In Every Dark Problem…

Even as a baby, my son has always been fascinated by the mythical animal, the Phoenix.

At first it was the idea of something disappearing and re-appearing. Then the idea of something that could be completely destroyed and then show up again unscathed, if not better.

Children know first hand about creation and destruction, yet their minds are not equipped psychologically to understand death and destruction and their place within the cycle of things. If anything, most of us walk around like children, unaware of our own place in the cycle of life, of the never ending stream of destruction and death with the never ending cycle of creation and rebirth.

Yet children have an important gift we do not have as adults, the complete and total ability to live in the moment. They can see what is before them and to treasure and fully embody it, whether it is pure pleasure or pure unhappiness. They are very “earth” like, close to the ground and only feeling life in front of them.

They fully experience light, and fully experience dark. Yet they don’t hate, they may experience deep discomfort and trauma, but they don’t hate. As babies and toddlers, they don’t know how to not be in the moment and appreciate. And in our system of “doing” things and getting things done, we teach them to hate the moment, and in effect dislike themselves and any pause associated with it.

We are, in this U.S. society, going through extreme expression of the shadows, of light AND dark, love AND hate. It is part of a great healing and transformation. 

It is natural as a person moves toward change and transformation that they are confronted by their shadow. If they choose to pay attention and be aware, they can transform themselves into wherever their mind directs. Yet if the mind and heart are not aligned, the transformation will be long and arduous, perhaps only skin deep. Eventually the heart will always win, even if you may become sick. To become aligned, to act from the place of transformation, in effect to be the Phoenix, or the integration of light and dark, and wholeness, one must do as Lao Tzu instructs, “Pause: 

Do you have the patience to wait
Till your mud settles and the water is clear?
Can you remain unmoving
Till the right action arises by itself?”

As adults, we have the responsibility to pause until the mud clears.
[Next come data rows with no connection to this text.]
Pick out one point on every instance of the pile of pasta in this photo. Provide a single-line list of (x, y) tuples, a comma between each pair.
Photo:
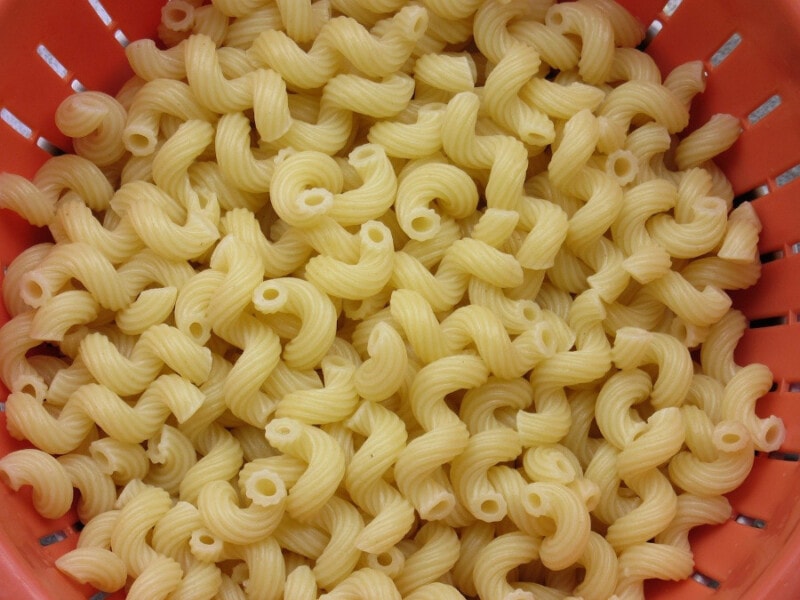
[(384, 299)]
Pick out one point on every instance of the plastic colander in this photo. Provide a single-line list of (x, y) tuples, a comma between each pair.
[(751, 49)]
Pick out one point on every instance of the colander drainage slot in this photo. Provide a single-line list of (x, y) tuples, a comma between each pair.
[(767, 322), (725, 50), (53, 538), (751, 521)]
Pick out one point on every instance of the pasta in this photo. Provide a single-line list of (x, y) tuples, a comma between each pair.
[(384, 299)]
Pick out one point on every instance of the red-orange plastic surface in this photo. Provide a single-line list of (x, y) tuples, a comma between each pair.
[(746, 562)]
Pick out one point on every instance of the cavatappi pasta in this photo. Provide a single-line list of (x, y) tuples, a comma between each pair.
[(384, 299)]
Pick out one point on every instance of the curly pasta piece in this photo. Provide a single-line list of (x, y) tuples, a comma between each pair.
[(393, 515)]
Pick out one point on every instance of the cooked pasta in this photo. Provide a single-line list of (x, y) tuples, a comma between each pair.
[(384, 299)]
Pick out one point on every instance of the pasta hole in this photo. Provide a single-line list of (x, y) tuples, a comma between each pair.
[(774, 435), (419, 25), (384, 559)]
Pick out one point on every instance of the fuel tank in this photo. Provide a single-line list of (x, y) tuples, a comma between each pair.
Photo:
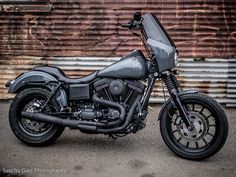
[(132, 66)]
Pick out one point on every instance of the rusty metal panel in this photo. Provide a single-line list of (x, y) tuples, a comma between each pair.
[(89, 28), (210, 76), (76, 31)]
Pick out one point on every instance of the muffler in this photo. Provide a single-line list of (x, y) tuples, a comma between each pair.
[(59, 121), (83, 125)]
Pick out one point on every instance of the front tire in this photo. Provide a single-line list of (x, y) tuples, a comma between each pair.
[(211, 127), (32, 132)]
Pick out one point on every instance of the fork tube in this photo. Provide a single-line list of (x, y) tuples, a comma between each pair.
[(175, 97), (148, 92)]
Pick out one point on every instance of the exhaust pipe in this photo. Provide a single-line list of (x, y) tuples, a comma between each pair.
[(59, 121), (84, 125)]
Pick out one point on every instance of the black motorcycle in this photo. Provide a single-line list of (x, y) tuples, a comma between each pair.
[(114, 100)]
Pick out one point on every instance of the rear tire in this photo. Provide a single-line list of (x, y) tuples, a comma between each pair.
[(32, 132), (211, 127)]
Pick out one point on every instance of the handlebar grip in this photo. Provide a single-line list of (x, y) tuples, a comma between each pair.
[(126, 25)]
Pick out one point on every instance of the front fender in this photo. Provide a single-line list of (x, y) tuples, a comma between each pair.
[(169, 101), (21, 80)]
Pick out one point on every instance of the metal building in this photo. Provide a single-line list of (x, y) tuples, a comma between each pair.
[(81, 36)]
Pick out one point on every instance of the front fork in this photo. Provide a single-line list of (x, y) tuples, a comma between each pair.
[(174, 89)]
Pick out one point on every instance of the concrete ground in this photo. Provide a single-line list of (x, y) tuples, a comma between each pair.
[(137, 155)]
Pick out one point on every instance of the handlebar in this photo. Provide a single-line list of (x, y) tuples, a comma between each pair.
[(132, 25)]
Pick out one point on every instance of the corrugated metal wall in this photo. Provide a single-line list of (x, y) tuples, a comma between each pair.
[(74, 31)]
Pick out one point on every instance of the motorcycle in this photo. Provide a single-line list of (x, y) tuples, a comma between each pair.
[(114, 101)]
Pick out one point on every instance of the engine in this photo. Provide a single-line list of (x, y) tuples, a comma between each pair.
[(120, 91), (117, 90)]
And to teach our children about this alignment, so that we are not reacting our way through life, in a continuous and unaware cycle of death, destruction, light and rebirth.

It may be the pause is just 20 minutes for you, but repeated pause is necessary, so that the source from which you act is your constant “informant”, not the news or what your neighbor said. 

Here in the Sonora desert, we have been reminded constantly of all this: the Phoenix and the pause.

We were driving down a dusty dirt road in the middle of nowhere, and all of a sudden, we both felt a deep stillness. I stopped the car, got out, grabbed my camera, and took this picture. 

1a

It is hard to describe. But we had been watching the storm all day, a downpour, then bright sun, a clearing, then cloudiness. We would pause, watch. 

2a

Then move to the next place. As the sun started to cross behind the mountains, we were greeted with more and more cycles of pause and moods.

3a

We are living at an edge right now, in how we preserve and care for each other and the natural world around us. This world is impermanent, and relationships are impermanent, but every person and every experience is a “guest in this house”. What I mean by this is that we are here but for a very brief time, one only has to look at a rock and see its longevity to know it will be there much longer than we will ever be. What can you do, what can we do to rebirth, to honor, to be in this moment, to be still so that the Phoenix may rise again?